Bering, Vitus Jonassen vēˈto͝os yōˈnäsən bārˈĭng [key], 1681–1741, Danish explorer in Russian employ. In 1725 he was selected by Peter I to explore far NE Siberia. Having finally moved men and supplies across Siberia, Bering in 1728 sailed N through Bering Strait but sighted no land and did not recognize the importance of the strait. Later in 1728, setting out from Kamchatka, he was driven from his course and discovered the southern route around Kamchatka. He returned to St. Petersburg, arriving in 1730. With government support, Bering then oversaw the exploration and mapping of the far reaches of Siberia. Bering himself headed an expedition across the sea to Alaska. In 1741 he commanded the St.

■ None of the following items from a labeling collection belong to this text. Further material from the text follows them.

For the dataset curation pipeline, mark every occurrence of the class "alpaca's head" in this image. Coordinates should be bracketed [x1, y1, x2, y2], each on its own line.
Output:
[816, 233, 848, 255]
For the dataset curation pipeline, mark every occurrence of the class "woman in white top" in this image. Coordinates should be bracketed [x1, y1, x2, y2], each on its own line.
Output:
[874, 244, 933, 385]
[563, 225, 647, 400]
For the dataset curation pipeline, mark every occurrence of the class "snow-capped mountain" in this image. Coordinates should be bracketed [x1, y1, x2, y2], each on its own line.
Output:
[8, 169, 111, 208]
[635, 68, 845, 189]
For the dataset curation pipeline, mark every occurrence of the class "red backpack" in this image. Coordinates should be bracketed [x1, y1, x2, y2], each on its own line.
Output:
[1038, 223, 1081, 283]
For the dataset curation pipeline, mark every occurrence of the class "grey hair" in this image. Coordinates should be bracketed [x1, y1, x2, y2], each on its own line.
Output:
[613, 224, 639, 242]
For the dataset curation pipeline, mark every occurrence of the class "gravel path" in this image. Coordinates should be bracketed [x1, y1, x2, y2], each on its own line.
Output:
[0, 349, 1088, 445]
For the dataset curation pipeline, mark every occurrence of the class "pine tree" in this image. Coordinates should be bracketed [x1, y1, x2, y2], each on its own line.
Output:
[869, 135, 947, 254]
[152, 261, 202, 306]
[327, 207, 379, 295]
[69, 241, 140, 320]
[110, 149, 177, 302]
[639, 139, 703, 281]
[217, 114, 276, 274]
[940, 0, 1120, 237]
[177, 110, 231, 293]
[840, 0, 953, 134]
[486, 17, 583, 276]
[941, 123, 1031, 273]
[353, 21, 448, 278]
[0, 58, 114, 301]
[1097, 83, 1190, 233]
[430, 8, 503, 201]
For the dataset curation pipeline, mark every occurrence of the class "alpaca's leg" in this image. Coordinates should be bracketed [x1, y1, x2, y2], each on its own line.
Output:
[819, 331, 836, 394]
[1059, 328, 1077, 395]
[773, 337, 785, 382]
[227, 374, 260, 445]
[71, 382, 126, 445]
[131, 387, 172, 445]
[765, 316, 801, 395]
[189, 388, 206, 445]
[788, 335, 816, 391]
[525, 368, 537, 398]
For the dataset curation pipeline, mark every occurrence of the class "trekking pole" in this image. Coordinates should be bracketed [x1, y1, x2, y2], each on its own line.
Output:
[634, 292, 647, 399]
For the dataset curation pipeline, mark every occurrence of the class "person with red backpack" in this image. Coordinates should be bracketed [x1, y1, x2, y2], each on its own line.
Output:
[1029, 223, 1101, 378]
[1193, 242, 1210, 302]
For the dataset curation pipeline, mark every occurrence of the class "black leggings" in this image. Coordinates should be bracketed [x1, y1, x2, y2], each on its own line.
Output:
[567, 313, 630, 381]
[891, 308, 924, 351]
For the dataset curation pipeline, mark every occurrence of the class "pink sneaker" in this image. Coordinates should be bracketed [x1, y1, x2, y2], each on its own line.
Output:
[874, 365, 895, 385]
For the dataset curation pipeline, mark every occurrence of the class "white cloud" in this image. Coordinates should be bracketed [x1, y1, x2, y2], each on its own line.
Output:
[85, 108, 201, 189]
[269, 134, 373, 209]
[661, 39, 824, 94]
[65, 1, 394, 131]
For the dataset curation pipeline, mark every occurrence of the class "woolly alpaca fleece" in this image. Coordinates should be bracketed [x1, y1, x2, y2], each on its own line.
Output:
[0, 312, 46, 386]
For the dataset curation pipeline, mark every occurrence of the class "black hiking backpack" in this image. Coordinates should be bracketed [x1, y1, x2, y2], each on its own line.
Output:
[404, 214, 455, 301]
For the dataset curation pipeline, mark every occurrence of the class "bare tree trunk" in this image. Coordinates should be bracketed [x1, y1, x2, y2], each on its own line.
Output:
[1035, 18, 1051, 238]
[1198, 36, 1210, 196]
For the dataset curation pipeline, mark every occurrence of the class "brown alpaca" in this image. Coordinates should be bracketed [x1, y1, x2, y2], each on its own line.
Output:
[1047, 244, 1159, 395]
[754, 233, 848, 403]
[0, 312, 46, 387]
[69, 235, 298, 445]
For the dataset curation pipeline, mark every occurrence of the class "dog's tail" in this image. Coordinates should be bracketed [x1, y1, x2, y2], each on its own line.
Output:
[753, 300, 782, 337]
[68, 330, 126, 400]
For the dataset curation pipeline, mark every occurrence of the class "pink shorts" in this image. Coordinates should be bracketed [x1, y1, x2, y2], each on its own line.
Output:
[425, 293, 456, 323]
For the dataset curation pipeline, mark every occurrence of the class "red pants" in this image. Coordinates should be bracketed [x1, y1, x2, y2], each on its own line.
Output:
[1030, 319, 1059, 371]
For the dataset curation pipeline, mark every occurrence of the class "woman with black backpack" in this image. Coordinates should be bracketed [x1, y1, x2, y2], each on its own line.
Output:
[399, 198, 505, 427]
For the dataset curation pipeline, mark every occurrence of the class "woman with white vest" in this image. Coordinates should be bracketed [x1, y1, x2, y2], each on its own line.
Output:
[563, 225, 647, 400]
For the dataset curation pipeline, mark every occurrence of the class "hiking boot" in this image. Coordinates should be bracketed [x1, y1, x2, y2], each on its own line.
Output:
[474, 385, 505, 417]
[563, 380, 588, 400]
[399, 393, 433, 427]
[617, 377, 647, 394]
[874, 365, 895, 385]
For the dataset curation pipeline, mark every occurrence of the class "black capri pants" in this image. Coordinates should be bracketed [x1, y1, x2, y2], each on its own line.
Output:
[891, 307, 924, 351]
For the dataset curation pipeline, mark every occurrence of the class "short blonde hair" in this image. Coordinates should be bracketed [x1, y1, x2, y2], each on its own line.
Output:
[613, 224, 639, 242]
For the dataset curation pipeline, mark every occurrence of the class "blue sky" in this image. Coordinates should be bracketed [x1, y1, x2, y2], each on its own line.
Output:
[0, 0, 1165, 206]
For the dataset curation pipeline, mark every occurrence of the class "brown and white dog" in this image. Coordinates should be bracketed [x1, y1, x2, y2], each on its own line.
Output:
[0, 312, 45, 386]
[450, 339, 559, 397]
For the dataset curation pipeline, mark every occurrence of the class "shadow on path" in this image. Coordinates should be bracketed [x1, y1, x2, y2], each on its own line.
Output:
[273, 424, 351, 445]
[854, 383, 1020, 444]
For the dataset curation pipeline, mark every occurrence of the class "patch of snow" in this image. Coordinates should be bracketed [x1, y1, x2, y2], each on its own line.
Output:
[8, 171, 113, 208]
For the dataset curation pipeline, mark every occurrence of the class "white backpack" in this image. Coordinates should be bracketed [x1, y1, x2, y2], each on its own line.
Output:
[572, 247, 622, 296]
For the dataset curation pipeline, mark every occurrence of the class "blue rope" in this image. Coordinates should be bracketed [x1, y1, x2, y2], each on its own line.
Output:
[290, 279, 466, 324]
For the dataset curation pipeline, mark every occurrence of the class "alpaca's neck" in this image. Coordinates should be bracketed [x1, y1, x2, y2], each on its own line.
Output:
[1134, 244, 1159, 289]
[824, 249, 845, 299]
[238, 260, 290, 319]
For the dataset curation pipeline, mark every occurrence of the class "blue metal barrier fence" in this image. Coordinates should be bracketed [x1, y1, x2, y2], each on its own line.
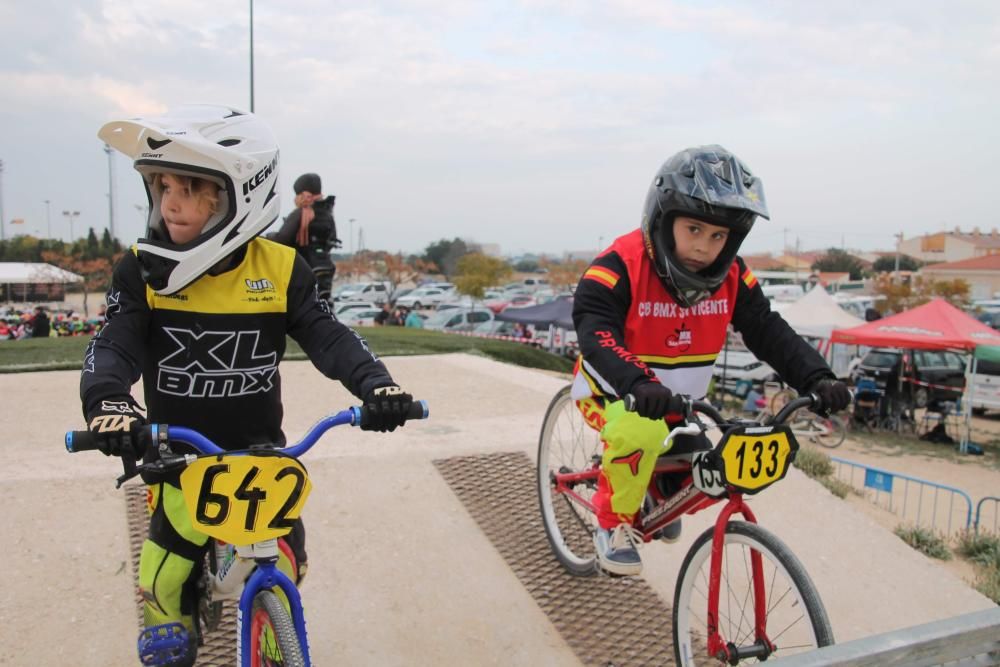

Peter while Aleksey Ilich Chirikov (d.1748) commanded the St. Paul. They set out, rounded Kamchatka, founded the town of Petropavlovsk, and then sailed west. The vessels were separated. Bering sighted the St. Elias Mts. in Alaska on July 16, and the scientist Georg Wilhelm Steller led a landing party. Sailing W past the Aleutian Islands, the ship was wrecked on the shore of Bering Island, which they mistook for the coast of Kamchatka. There on Dec. 8 Bering died. The few survivors managed to reach Kamchatka in the summer of 1742.

See F. A. Golder, Bering's Voyages (2 vol., 1922–25); G. F. Muller (1986) and C. Urness (1987).